Multi-processor Scheduling
Objectives
We would like to :
- Discuss the impact of multiple cores/processors on scheduling.
Notes
- SMP - Symmetric Multiprocessor
- All cores/processors have equal access to all memory
- But each processor has a dedicated cache.
- But they also use this for Symmetric Multiprocessing.
- NUMA - Non Uniform Memory Access
- Each processor/group of processors has a memory
- Each processor has dedicated cache.
- Moving processes on these different architectures have different costs.
- Staying on a core is best.
- Staying on a processor is good
- Moving between processors becomes expensive, with the cost depending on the architecture.
- A first thought:
- Dedicate one thread of execution to the kernel
- But this can lead to bottlenecks and slowdowns.
- And it is not very efficient.
- So then, what do we do about scheduling?
- Have a single queue, and the next selected process goes on the next available core?
- Have a per-core queue
- In general, a critical section leads to inefficiency.
- Removing a process from the queue would be critical.
- As would placing a new process on the queue.

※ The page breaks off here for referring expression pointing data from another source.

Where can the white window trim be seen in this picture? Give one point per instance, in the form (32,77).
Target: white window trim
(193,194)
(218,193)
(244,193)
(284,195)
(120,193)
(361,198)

- In the single queue case, this is expensive.
- So choice A is not good.
- In addition, choice A does not promote processor affinity.
- Choice B, however, leads to balance issues
- One core can become lightly loaded while others are heavily loaded.
- The author proposes two solutions to load balancing
- Push migration: a periodic task reblanaces the load among processors/cores.
- Pull migration: an idle core searches for processes to run.
- The author notes that some OS's do both.
- Hardware thread scheduling is covered in 5.5.2
- Hardware manufacturers have built mechanisms to allow hardware to handle multiple threads per core.
- This is from studies indicating burst patterns
- The core can support quickly swapping several threads
- This is done by the hardware, not the OS.
- On a system with n cores, the OS believes there are 2n (or even larger multiples) cores.
- The OS schedules a thread on each core, then the hardware schedules between the the 2 threads on a single core.
- But if the OS is aware of the hardware scheduling algorithm it can make some decisions to improve performance
- Be aware that for CPU bound applications, hyper-threading can be slower.
- Processor Affinity
- If a scheduler trys to keep threads on the same processor, but will allow migration, this is called dsoft affinity
- If it does not allow absolute migration, but only within a processor it is called hard affinity.
- Apparently linux will support either.
- Affinity is very important in NUMA applications
- Apparently there is real conflict between load balancing and processor affinity.
- The author states "Thus scheduling algorithms for modern multicore NUMA systems have become quite complex."
- The last issue they introduce here is heterogeneous multiprocessing
- My phone has a 2x2.2 GHz Cortex A-76 and a 6x2.0 GHz Cortex-A55) CPU.
- These are both ARM processors
- But have different cache sizes.
- And apparently different pipeline characteristics.
- The A-55 is slow but low energy
- The A-76 is fast by high energy.
- The scheduler is (hopefully) aware of this and will run
- Low priority, long term tasks on the A-55
- High priority, short term tasks on the A-76
- And can work without the A-76 if we need to preserve power.